В день заседания, на которое отправился наш новый судовой комитет в полном составе, а также капитан и помполит, Миша Кобылин вдруг объявил, что у него сегодня именины, и пригласил старый валдайский костяк к себе в гости. А из неветеранов был приглашен один Серго Авакян, потому что именно ему надеялся боцман передать дела.
Все мы понимали, что эти именины для отвода глаз, а боцману нужно по-человечески попрощаться с нами, и, хотя об этом не было сказано ни слова, всем было ясно, что после Варнемюнде боцман с нами свое отплавал, по крайней мере на какой-то срок.
Так мы со стармехом и Серго Авакяном оказались в его однокомнатной квартире на четвертом этаже, устеленной и увешанной коврами, словно это была сакля кавказского князя, с верещащими зелеными попугайчиками в клетках, с портативным коричневым пианино, на котором с нашим приходом закончил разыгрывать гаммы худенький востроносенький мальчик в очках. В квартире суетилась худенькая, похожая на этого мальчика, хозяйка. На одном из ковров, на стене над тахтой, на широком пехотном портупейном ремне висел флотский офицерский кортик.
Мишина жена сервировала стол, и было в ее движениях вымученное спокойствие. Боцман зазвал нас покурить в прихожую, конфузливо приоткрыл дверь в совмещенный санузел, чтобы пространства было больше, и предложил:
— Может, ребята, довернем приклад, а? По полстаканчика. Пока Вера стол подогревает? У меня тут НЗ есть.

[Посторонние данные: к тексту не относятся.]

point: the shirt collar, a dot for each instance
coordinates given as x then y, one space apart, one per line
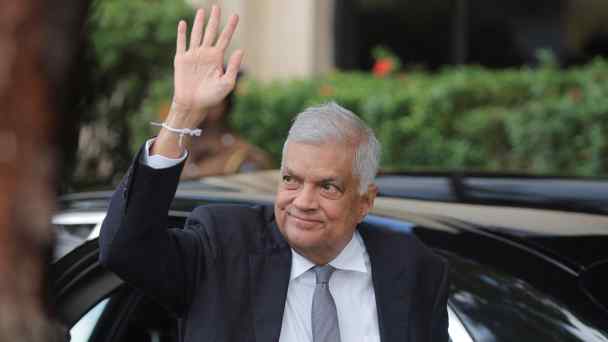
351 258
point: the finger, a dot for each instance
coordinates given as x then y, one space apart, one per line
226 35
197 29
211 30
234 64
181 38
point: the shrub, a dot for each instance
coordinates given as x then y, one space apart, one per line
543 120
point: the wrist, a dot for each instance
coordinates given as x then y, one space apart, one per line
184 116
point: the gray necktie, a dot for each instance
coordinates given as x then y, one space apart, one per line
324 317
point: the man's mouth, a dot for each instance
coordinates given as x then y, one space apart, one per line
304 219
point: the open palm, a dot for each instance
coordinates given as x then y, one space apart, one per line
200 80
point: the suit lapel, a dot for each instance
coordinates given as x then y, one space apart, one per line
393 278
269 278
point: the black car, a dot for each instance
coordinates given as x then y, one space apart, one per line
517 274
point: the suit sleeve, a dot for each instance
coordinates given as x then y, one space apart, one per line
439 328
136 244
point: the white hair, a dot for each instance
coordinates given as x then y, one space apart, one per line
332 123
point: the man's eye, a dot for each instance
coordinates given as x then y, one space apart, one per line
330 189
289 181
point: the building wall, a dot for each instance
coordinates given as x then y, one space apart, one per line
282 38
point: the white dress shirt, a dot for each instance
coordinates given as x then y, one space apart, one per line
352 289
350 285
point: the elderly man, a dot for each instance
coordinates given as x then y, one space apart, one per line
305 270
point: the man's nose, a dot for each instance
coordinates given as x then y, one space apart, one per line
306 199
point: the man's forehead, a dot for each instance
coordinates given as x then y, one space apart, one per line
317 174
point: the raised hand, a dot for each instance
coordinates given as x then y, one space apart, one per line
199 78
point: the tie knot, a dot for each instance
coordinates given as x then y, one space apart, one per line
323 273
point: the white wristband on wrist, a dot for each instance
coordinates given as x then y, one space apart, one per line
181 131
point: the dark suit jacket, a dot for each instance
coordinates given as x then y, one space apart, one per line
226 273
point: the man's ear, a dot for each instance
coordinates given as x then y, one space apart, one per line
367 201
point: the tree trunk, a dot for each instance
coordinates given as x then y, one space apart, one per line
37 48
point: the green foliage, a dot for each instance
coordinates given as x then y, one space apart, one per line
132 44
544 120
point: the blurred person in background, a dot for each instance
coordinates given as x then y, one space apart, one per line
219 150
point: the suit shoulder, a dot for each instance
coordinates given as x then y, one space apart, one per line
247 226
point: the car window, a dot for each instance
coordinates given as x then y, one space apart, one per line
82 330
125 315
494 306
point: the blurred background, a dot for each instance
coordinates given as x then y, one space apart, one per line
477 85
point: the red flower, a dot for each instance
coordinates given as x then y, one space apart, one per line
382 67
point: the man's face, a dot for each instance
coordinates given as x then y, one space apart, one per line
318 204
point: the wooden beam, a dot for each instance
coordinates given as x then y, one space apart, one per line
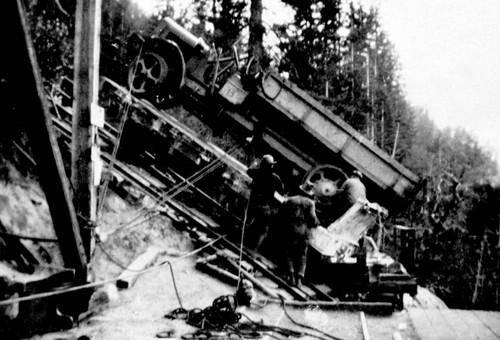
85 93
23 75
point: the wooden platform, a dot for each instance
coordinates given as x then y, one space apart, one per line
455 324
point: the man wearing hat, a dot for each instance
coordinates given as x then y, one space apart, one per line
263 206
352 190
297 218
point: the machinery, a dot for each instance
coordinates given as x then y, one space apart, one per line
314 147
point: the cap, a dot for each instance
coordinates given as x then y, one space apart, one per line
357 173
307 188
268 159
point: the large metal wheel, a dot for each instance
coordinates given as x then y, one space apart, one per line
147 73
158 72
323 181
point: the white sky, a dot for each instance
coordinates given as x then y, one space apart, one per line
449 51
450 56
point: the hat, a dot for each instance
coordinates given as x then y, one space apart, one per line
357 173
268 159
307 188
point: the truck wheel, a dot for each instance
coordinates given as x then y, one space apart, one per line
158 72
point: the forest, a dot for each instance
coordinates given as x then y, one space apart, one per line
338 52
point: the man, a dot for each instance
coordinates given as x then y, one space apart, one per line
298 218
352 190
263 206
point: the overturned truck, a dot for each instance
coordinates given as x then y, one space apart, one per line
313 147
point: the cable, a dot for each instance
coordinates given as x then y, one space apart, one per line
31 238
245 215
117 140
103 282
305 326
172 192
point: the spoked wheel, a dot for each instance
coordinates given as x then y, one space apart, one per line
158 72
147 74
323 181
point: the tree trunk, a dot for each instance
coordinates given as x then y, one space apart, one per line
256 37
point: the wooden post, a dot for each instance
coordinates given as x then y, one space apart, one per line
85 152
23 75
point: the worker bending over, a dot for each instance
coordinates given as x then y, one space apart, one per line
297 217
263 207
352 190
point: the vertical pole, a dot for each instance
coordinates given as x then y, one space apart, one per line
85 151
23 75
395 146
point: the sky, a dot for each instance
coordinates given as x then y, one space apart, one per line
449 52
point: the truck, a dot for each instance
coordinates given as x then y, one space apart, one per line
314 147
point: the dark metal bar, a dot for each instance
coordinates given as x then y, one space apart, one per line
23 75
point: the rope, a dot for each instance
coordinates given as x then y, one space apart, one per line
31 238
103 282
305 326
117 141
243 227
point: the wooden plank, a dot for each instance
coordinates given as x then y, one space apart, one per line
364 326
85 95
130 275
23 76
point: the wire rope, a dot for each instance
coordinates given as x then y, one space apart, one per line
103 282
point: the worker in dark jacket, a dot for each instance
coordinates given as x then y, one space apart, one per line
263 206
298 218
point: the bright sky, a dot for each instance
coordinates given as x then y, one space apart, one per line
449 51
450 56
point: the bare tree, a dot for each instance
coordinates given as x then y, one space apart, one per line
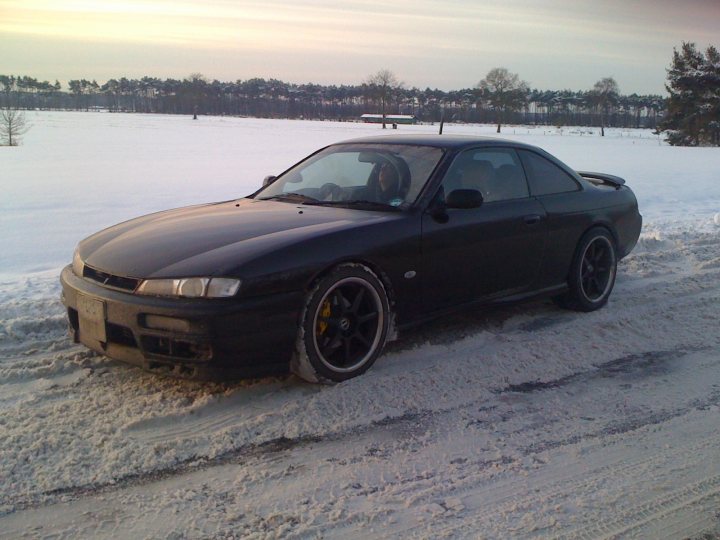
12 126
384 84
504 91
604 94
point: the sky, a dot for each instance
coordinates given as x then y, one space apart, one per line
449 44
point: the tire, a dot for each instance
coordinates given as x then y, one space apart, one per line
343 327
592 273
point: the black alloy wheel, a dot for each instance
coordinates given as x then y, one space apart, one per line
593 271
344 326
596 269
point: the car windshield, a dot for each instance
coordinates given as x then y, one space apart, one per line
373 176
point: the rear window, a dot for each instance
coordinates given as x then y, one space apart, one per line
544 177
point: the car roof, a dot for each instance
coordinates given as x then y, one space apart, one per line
439 141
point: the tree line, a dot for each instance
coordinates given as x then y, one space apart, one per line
273 98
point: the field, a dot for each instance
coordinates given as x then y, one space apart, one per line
517 421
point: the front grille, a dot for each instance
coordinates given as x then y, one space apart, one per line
120 335
109 280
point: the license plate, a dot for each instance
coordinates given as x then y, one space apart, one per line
91 316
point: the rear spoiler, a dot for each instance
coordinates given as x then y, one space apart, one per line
602 178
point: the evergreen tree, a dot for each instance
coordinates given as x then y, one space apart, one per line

И он вытащил из-за стиральной машины походную фляжку с пробкой-стаканчиком.
— А чем? — потянул воздух носом стармех.
— А рыбец! Сестра жены прислала, — Миша вытащил из кармана пару вяленых рыбок, и мы хлебнули из этого алюминиевого, с резьбой стаканчика и занюхали рыбцом.
Потом сомкнутым строем явились радист с третьим механиком, с большими конфетными кульками на правой руке, и посмешили нас: в кульках были не конфеты, а сувенирные коньячные шкалики, с цокотом разбежавшиеся по полу, когда радист неудачно положил кульки на подставку трюмо.